Several shops were replaced in 1985, when the Four Queens opened a Ripley's Believe It or Not! attraction, featuring various items of an unusual nature. It closed in 1993, and was converted into convention and meeting space. The space was then transformed into a nightclub, which marked completion of the 2007 renovation. The 10000 sqft Canyon Club was built in partnership with Lance Sterling, who previously launched the House of Blues in Las Vegas.
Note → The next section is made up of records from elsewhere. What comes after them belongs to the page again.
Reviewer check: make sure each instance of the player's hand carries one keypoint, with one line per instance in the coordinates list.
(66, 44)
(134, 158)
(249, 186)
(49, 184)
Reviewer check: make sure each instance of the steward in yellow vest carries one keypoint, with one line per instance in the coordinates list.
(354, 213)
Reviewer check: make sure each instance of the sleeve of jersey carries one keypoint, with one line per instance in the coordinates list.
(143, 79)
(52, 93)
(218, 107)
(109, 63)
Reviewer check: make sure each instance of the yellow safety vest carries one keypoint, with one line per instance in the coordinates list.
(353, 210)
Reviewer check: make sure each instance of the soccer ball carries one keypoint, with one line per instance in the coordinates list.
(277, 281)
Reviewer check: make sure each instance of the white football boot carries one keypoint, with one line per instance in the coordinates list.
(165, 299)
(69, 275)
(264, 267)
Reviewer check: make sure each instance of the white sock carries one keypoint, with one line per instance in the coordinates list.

The Canyon Club was added to help reverse a decade-long trend of decreased gaming revenue at downtown casinos, which were losing customers to newer properties on the nearby Las Vegas Strip.

==Live entertainment==
Monday Night Jazz, a weekly show featuring nationally known jazz performers, was launched at the Four Queens in 1982. It was also broadcast nationally on public radio stations. The show ran for 14 years, eventually ending as a result of Elsinore's bankruptcy. A comedy club, the Fun House, opened in 1997. At the time, it was one of only a few live entertainment venues in the downtown area. La Cage, a drag queen show, had played at the Riviera until 2009. It reopened at the Four Queens in 2011, though without the involvement of its original star Frank Marino. It closed within a year.

Four Queens hosts live performances including Mike Hammer Comedy Magic and Kevin Lepine's Hypnosis Unleashed.